Zur Passivität verdammt
Wie erwartet sind die Kämpfe, ähnlich wie bei den vielen anderen 4X-Spielen, nicht gerade die Stärke. Lobenswert ist, dass die Auseinandersetzungen direkt auf der Galaxiekarte ausgetragen werden. Also kein Ladebildschirm und irgendwelche sterilen Gefechtsmaps. Trotzdem kann man nicht mehr machen, als seine Flotten auf die des Gegners zu hetzen und dann darf man sich nett animierte Weltraumschlachten zu Gemüte führen. Der eigentliche Kampf findet eher vorher statt, in dem ich meine Flotte so anpasse, dass sie möglichst schlagkräftig austeilt. Heißt, erstmal viele Schiffe, weil Masse ist immer gut und zusätzlich entscheidet verbaute Technologie über Sieg und Niederlage.
Keine Patchorgie
In aktueller Form läuft Stellaris übrigens sehr flüssig, selbst auf hohen Einstellungen auf Mittelklasse PCs. Die Texte sind auch fehlerfrei und zudem gut übersetzt. Von daher fliegt man technisch angstfrei durch die Galaxie und genießt die gute Grafik, die zwar selten brillant ist, aber atmosphärisch genug, um sich auch hier von manch verstaubt anmutenden Konkurrenten abzusetzen. Einzig die Menüstruktur ist am Anfang etwas zu verschachtelt und die Möglichkeit direkt von der Galaxiesübersicht in ein System zu zoomen wäre schön gewesen. Bevor ich es vergesse, ein letztes großen Lob: der Sound ist zum niederknien.
Fazit
Stellaris, ich bedanke mich für (fast) durchzechte Nächte bei Dir! Ja, das Aufstehen war in den letzten Tagen hart, aber es gibt halt so viel zu tun, wie soll man da aufhören in seiner Galaxie herumzudoktern? Der Einstieg ist für ein 4X-Spiel denkbar seicht und interaktiv. Ehe man sich versieht ist man im Mikromanagement seines Imperium angelangt und tüftelt an der Bebauung der Planetenoberfläche, sorgt sich um Separatisten, und hamstert Ressourcen.
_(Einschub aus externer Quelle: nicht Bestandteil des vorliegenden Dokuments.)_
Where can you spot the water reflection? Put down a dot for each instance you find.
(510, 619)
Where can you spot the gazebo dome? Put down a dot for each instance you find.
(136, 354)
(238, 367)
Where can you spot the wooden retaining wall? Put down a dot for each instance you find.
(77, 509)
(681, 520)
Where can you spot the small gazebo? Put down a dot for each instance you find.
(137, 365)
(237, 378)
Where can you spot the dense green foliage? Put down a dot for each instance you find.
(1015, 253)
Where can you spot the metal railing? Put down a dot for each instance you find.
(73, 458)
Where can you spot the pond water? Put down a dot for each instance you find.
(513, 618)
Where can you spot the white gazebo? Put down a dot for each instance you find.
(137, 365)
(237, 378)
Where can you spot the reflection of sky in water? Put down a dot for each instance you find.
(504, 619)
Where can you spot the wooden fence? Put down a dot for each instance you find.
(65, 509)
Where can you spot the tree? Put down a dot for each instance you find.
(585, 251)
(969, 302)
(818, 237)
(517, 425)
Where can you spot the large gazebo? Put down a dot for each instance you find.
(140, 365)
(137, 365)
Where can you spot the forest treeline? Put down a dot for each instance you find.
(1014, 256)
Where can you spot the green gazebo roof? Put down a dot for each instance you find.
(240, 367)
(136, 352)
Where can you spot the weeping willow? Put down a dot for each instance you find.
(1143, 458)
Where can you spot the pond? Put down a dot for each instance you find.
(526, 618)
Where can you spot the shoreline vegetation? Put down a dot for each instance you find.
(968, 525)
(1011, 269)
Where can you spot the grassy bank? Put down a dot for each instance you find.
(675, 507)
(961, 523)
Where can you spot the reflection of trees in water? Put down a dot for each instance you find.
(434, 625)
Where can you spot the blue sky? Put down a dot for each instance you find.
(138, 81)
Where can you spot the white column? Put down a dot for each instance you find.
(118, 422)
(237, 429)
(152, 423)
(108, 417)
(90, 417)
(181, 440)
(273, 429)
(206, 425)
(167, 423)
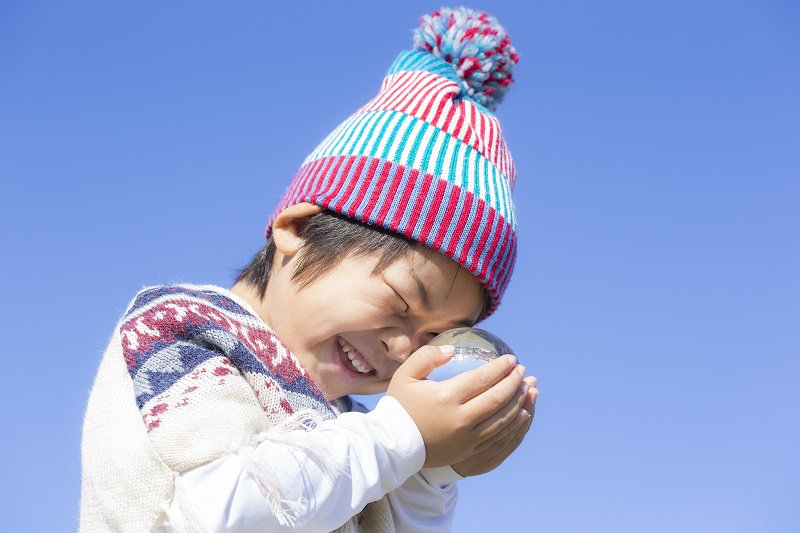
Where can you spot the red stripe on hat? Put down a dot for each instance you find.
(461, 225)
(436, 203)
(351, 183)
(419, 203)
(449, 212)
(488, 251)
(331, 187)
(379, 182)
(480, 207)
(380, 217)
(405, 197)
(426, 93)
Nebenbei erforscht man Technologien, legt neue Raumschiffe im Editor an und erkundet das Universum. Gerade letzteres macht durch die Missionen, Events und das Erforschen von Anomalien unheimlich viel Spaß! Wem das Entdecken wichtiger ist als die nächste Raumschlacht, der wird in Stellaris zumindest bis zum Midgame glücklich. Das die Kämpfe sehr automatisiert sind und die Diplomatie nicht über das hinauskommt was man bereits von anderen Spielen kennt, tut dem Spielspaß keinen Abbruch! Ihr verzeiht, die unendlichen Weiten rufen mich, ich bin dann mal weg…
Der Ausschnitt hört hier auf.